Round 2 goes to Obama; slams Romney’s outsourcing plans
Obama, who drew flak from his own party for a lacklustre performance in round one two weeks ago, this time often dictated the terms of the debate questioning Romney's approaches towards China, immigration, taxes, unemployment, gun laws and other domestic and foreign issues.
During the 90-minute face-off at the Hofstra University here for a town hall style debate, Romney retorted claiming US has been losing manufacturing jobs to China as enterprises feel it is "more attractive" to go offshore than to stay here.
A snap CNN/ORC International poll showed 46 per cent of respondents thought 51-year-old Obama won, compared to 39 per cent for 65-year-old Romney. The result was within the survey's margin of error.
Both Obama and Romney fielded questions also on topics like gas prices and Libya from members of the audience, a group of 82 undecided voters from New York's Nassau County.
The question on outsourcing of American jobs overseas came at the fag end of the debate, which saw an aggressive and assertive Obama take on Romney as he tried to improve on his performance at the first debate in Denver where the Republican leader came out as the surprise winner.

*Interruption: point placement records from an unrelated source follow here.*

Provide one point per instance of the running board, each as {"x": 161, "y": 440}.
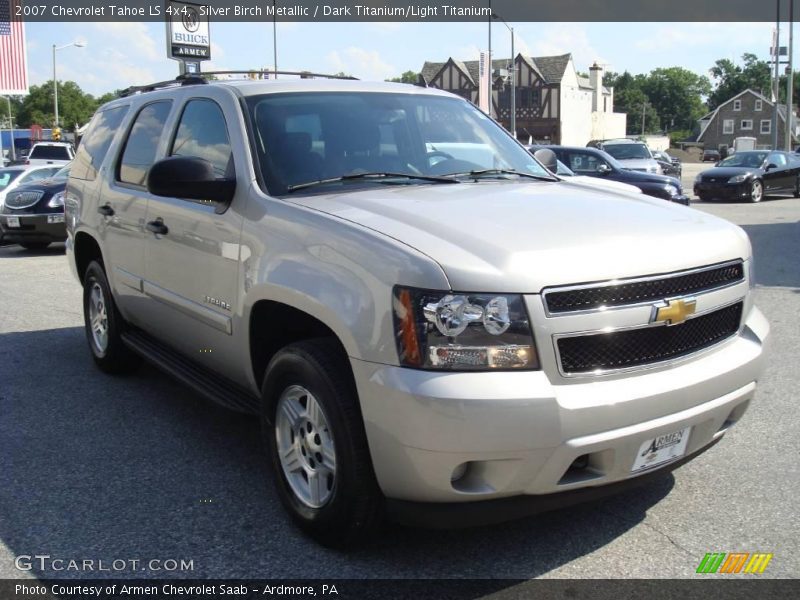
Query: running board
{"x": 208, "y": 384}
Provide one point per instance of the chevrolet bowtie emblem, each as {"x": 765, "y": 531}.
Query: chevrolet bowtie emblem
{"x": 674, "y": 312}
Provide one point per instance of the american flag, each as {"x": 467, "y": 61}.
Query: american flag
{"x": 13, "y": 57}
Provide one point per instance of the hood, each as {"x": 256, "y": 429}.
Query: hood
{"x": 728, "y": 172}
{"x": 524, "y": 236}
{"x": 638, "y": 163}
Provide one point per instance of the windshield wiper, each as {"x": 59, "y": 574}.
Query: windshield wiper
{"x": 482, "y": 172}
{"x": 376, "y": 175}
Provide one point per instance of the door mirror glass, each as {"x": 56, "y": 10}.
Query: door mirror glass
{"x": 190, "y": 178}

"One of his (Romney's) big ideas when it comes to corporate tax reform would be to say, if you invest overseas, you make profits overseas, you don't have to pay US taxes.
"But, of course, if you're a small business or a mom-and- pop business or a big business starting up here, you've got to pay even the reduced rate that Governor Romney's talking about. And it's estimated that that will create 800,000 new jobs. The problem is they'll be in China. Or India. Or Germany," Obama said.